# Laptop für Photoshop, CAD und co.



## Schluedi (29. Juni 2017)

*Laptop für Photoshop, CAD und co.*

Servus!

Ich beginne im Oktober ein Studium in Computervisualistik und Design und möchte mir jetzt vorher noch ein gescheites Notebook zulegen.
Bisher habe ich mein ganzes Leben vor Towern verbracht mit Windows drauf. Weiß leider also überhaupt nicht was ich brauche.
Ich denke am sinnvollstens ists, wenn ich mich erstmal durch die Kriterien wusel:

Budget: 800€ - 1500€ 
Anwendungsbereich: Photoshop, CAD und co., dazu wohl Office usw. für Studentengedönse
Bildschirmgröße: Kann ich schlecht einschätzen, sitze halt zu hause vor 22". Denke mal an 15"?
Bildschirmauflösung: minimum 1080p
Glare/Matt: matt erscheint mir sinnvoller
Akkulaufzeit: möglichst lang
Gewicht: mir egal
Besondere Anforderungen: - 

Das Budget ist halt recht weit gefächert, da ich selbst nicht wirklich einschätzen kann was ich für Anforderungen an das Gerät habe. Grundsätzlich habe ich zwar nen Tower zu Hause, könnte mir aber auch gut vorstellen den mal einzustampfen und gänzlich drauf zu verzichten. Der ist jetzt so 3 Jahre alt (Radeon R9 290x, i5 4460 4x3,20GHz) wird aber tatsächlich aktuell recht wenig genutzt.
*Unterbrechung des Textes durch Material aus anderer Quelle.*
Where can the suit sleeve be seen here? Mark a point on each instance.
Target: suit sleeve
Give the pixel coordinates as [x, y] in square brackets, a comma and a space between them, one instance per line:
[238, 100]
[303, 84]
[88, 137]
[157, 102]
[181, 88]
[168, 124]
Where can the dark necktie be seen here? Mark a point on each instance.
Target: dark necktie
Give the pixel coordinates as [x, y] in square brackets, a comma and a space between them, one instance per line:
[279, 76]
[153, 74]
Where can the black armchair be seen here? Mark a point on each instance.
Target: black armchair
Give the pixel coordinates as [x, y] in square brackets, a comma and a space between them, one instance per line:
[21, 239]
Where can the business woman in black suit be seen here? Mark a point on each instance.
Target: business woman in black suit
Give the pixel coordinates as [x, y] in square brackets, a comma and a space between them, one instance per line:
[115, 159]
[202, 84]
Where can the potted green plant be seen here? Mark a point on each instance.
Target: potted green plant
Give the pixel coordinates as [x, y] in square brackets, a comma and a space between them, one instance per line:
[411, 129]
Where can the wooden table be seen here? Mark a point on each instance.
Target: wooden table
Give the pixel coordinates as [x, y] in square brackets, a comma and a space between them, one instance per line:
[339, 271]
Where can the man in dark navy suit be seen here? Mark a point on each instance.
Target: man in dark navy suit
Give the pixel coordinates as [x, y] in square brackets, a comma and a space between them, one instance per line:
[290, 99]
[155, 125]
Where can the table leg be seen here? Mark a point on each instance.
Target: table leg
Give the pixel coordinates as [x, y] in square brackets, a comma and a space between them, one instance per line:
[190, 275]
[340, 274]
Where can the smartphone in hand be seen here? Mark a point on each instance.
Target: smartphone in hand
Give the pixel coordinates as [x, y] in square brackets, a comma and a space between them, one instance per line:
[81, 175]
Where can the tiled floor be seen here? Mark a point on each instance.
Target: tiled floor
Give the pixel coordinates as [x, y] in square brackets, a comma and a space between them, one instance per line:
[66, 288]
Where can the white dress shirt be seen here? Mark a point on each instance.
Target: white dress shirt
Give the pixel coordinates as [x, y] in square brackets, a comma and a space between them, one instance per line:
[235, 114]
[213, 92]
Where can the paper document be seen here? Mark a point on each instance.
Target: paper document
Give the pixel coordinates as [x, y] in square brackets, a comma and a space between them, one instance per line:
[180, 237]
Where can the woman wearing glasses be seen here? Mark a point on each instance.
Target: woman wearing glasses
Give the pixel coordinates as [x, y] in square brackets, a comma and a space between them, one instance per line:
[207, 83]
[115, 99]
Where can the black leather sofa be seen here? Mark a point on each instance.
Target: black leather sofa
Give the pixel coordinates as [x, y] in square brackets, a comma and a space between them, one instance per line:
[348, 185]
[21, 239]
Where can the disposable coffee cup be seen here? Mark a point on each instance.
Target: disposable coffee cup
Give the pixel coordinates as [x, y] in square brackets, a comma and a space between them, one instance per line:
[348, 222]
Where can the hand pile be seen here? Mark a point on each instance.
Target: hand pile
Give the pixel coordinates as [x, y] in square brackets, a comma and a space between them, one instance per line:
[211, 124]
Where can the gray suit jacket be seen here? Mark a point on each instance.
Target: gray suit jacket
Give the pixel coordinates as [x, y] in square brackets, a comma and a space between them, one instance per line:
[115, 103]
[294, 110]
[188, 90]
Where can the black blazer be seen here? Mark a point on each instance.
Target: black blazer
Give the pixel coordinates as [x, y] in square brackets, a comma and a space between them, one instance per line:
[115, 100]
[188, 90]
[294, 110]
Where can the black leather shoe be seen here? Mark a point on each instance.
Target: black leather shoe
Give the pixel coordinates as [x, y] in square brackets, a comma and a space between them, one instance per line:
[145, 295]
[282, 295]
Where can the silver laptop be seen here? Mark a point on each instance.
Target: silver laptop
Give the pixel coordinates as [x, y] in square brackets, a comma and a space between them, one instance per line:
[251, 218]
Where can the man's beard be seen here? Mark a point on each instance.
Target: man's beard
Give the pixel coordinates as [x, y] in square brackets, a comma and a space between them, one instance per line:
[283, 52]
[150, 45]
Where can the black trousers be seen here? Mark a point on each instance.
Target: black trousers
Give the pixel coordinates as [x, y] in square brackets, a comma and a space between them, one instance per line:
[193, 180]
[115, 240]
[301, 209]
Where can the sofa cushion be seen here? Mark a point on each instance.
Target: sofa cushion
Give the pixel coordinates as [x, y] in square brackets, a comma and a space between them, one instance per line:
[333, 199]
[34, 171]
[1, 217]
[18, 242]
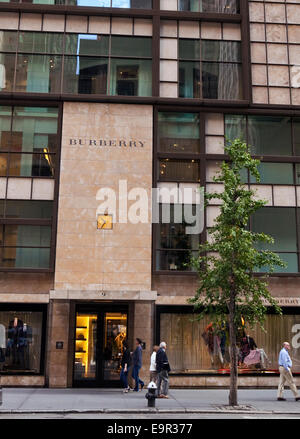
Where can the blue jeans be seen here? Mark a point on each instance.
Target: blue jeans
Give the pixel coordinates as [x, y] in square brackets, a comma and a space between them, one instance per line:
[124, 378]
[135, 376]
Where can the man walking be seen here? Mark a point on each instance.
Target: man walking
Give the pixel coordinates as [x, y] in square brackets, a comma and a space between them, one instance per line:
[137, 364]
[285, 364]
[163, 369]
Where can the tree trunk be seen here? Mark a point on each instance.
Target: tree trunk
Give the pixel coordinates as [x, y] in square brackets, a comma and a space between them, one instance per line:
[233, 352]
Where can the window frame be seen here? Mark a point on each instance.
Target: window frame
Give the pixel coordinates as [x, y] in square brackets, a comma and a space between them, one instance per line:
[32, 307]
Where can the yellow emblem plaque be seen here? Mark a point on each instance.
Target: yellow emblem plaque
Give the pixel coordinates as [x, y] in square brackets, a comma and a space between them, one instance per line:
[104, 222]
Würde also gern zukünftig viel am Laptop arbeiten.
Als jemand der sich nicht viel mit der Materie auskennt hört man ja häufig "machste was kreatives, nimm' nen Macbook". Hab mein Leben lang bisher nur mit Windows zu tun gehabt, würde einen Mac aber nicht ausschließen, sollte es sich für mich anbieten?
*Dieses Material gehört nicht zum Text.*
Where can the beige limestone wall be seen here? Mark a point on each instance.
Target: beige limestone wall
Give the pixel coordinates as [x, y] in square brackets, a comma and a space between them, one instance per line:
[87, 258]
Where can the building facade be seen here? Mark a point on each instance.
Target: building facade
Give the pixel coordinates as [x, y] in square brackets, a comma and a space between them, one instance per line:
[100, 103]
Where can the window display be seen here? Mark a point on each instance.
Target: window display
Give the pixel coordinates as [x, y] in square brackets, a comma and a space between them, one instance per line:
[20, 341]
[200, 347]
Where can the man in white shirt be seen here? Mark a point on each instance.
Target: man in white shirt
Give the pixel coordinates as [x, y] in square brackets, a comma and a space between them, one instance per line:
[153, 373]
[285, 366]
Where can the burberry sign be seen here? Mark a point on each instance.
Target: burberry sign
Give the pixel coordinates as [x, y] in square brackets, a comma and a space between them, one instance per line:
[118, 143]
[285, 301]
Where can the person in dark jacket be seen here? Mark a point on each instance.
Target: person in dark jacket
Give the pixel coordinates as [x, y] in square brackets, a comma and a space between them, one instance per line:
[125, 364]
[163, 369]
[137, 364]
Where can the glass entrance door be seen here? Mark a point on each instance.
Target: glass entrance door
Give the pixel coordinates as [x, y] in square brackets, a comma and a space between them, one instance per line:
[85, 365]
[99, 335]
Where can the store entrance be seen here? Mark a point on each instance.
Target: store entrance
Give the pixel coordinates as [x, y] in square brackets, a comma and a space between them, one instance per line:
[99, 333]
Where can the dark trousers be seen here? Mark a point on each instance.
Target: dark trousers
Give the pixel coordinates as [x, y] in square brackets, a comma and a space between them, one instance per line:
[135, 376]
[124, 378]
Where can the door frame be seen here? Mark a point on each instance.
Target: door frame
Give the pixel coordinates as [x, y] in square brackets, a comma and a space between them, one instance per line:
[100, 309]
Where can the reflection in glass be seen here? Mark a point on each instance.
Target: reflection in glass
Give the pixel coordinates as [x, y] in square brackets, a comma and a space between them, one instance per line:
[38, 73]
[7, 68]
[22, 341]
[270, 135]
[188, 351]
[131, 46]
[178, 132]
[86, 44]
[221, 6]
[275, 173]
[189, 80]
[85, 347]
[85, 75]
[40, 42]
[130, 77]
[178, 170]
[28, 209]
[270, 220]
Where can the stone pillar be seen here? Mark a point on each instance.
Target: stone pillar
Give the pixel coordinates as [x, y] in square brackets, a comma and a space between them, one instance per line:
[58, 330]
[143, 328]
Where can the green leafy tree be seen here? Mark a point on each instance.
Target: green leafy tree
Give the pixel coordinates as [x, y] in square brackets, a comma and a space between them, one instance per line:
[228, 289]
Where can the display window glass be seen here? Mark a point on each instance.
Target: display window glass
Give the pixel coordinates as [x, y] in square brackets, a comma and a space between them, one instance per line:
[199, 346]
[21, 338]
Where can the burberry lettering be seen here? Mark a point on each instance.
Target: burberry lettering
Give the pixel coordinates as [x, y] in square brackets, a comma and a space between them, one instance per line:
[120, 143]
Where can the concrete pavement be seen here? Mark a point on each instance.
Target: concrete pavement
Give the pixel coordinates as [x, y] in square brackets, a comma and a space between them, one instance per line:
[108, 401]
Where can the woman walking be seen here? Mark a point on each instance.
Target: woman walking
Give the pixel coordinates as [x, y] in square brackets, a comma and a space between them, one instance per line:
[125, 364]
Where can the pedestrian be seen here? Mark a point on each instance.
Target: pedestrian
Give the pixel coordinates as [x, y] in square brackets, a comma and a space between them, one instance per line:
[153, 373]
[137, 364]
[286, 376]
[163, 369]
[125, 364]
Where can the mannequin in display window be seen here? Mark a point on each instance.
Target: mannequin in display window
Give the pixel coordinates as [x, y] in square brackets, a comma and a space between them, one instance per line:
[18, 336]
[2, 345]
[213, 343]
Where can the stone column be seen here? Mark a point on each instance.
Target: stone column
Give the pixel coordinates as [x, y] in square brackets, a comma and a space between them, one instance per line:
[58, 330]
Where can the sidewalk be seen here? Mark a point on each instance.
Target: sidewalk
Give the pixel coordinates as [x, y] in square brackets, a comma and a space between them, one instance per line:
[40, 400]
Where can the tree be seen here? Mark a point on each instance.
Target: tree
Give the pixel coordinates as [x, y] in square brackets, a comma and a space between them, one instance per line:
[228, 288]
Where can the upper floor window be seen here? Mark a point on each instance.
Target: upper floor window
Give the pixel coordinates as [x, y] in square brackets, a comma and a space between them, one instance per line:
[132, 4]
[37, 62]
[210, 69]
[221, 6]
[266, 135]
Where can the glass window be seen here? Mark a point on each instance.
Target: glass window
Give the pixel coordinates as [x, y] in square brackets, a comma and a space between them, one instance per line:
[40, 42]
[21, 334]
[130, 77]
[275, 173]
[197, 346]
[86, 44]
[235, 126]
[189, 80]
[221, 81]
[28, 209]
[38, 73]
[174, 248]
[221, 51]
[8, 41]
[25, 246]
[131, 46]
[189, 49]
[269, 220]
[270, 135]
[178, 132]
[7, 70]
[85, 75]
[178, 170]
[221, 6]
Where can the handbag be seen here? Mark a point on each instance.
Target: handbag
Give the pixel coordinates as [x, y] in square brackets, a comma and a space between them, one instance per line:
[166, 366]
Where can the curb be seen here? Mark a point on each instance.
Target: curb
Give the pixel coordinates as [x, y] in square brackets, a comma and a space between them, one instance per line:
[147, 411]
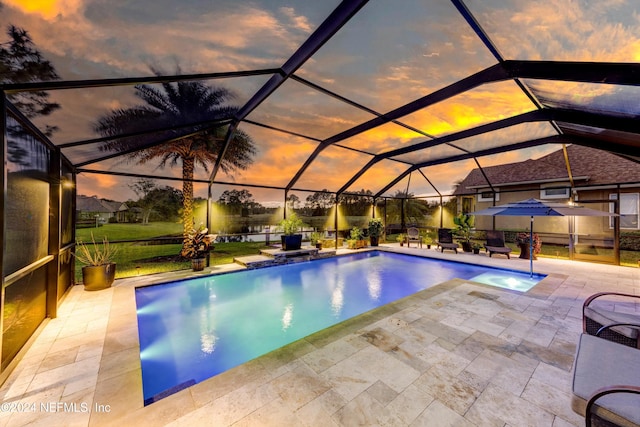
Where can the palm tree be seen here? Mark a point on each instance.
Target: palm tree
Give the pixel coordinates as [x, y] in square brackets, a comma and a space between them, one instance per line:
[171, 108]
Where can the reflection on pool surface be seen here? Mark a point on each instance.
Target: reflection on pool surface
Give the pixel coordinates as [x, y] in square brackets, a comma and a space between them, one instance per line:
[194, 329]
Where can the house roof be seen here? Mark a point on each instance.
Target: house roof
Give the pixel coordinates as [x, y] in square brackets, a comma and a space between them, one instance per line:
[588, 166]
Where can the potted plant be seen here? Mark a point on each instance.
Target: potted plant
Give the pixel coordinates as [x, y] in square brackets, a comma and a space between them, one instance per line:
[523, 242]
[375, 230]
[464, 223]
[356, 240]
[427, 238]
[316, 239]
[291, 239]
[99, 271]
[196, 246]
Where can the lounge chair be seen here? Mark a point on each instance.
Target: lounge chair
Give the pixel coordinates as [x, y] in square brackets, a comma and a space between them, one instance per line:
[495, 243]
[445, 240]
[413, 235]
[596, 314]
[606, 382]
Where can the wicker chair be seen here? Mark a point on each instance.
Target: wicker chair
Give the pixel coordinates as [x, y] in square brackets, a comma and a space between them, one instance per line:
[596, 316]
[606, 383]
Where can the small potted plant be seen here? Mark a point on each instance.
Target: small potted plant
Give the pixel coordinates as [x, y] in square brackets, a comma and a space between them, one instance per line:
[196, 246]
[291, 239]
[99, 271]
[375, 230]
[316, 239]
[356, 240]
[464, 223]
[523, 242]
[427, 238]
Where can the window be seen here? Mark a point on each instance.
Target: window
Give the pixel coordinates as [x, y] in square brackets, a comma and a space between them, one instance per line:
[467, 204]
[487, 196]
[554, 193]
[629, 209]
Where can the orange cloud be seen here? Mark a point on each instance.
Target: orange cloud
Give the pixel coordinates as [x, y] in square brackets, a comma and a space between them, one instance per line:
[48, 9]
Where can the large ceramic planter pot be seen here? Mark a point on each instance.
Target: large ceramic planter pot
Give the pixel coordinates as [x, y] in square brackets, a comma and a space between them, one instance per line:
[291, 242]
[97, 277]
[198, 264]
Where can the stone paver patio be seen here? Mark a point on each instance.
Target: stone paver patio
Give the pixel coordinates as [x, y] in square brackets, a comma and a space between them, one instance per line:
[459, 353]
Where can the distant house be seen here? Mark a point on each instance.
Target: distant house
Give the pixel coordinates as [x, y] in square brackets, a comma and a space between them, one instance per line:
[598, 177]
[91, 208]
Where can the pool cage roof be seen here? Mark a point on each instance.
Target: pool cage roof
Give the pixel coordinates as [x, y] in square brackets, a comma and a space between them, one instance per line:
[376, 95]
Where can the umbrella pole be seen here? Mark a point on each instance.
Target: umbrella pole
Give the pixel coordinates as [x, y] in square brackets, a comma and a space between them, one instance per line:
[531, 248]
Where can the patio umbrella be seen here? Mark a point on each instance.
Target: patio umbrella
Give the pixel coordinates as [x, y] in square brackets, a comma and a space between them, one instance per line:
[535, 207]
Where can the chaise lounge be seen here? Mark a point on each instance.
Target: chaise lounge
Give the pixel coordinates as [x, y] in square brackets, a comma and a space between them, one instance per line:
[606, 382]
[445, 240]
[600, 309]
[495, 243]
[606, 378]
Ihr merkt schon, ich hab leider relativ wenig Vorstellungen von dem was ich brauche, aber vielleicht kann man mir da ja unter die Arme greifen!
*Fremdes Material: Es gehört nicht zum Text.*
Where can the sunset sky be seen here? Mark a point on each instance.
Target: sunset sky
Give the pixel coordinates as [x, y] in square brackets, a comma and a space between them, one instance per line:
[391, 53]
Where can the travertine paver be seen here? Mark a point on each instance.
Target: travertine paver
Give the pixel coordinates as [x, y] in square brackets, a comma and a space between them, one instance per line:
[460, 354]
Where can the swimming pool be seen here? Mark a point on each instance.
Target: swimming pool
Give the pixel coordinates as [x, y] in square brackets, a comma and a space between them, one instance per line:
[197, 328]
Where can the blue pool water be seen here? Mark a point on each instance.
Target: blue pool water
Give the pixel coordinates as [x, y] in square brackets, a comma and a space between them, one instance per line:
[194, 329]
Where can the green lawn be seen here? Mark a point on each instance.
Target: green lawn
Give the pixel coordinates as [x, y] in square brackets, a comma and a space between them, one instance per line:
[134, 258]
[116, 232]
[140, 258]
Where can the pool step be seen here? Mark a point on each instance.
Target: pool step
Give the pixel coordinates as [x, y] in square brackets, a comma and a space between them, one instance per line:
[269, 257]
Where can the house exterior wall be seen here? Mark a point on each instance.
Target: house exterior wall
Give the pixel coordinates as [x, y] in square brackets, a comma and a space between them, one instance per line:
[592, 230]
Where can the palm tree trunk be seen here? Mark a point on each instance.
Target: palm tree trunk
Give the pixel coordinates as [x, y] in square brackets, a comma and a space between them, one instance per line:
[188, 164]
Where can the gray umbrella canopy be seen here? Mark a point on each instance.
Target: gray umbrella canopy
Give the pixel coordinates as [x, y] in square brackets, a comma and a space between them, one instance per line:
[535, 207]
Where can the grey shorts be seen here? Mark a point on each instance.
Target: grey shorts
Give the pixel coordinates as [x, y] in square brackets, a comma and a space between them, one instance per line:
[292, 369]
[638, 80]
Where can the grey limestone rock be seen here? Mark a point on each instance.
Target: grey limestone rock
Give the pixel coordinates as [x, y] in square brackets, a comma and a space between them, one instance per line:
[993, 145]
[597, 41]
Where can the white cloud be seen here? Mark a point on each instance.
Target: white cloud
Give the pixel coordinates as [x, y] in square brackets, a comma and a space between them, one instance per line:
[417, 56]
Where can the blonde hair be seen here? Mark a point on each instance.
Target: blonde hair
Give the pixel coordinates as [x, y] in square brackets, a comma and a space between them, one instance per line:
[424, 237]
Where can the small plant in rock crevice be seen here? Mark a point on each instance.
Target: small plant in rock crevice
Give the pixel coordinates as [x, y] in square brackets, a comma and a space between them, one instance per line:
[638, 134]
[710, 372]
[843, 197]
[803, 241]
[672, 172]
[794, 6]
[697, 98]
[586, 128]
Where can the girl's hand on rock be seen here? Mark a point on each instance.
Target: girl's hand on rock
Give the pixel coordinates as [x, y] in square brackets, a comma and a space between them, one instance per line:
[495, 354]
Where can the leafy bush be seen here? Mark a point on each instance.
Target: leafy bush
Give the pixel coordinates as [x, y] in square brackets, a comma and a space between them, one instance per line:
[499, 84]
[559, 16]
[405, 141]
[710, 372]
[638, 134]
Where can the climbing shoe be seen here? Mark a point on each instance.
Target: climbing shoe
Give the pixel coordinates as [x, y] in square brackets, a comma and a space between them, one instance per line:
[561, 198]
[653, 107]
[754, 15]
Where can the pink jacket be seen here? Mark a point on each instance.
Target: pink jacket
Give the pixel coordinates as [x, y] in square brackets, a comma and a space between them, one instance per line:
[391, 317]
Danke schon mal für Antworten und cheerio.


----------



## fotoman (30. Juni 2017)

*AW: Laptop für Photoshop, CAD und co.*

Nur mal ein paar Gedanken dazu, obwohl 99% der Dinge auch in den mind. 10 parallelthreads zu Studilaptops in den vergangenen Tagen hier schon angesprochen wurden:

>  sitze halt zu hause vor 22". Denke mal an 15"?
Ich würde ganz anders herum denken und dazu entweder Kommiitonen aus höheren Semstern oder den ASTA befragen: soll mobil AUF dem Rechner ernsthaft gearbeitet werden (egal, ob aufwändige Bildbearbeitung oder CAD-Modelle erstellen), oder dient der mobile Teil eher der Vorbereitung/Mitschrift und überall dort, wo ernsthaft PS/CAD und co genutzt werden soll, ist ein passender Monitor verfügbar?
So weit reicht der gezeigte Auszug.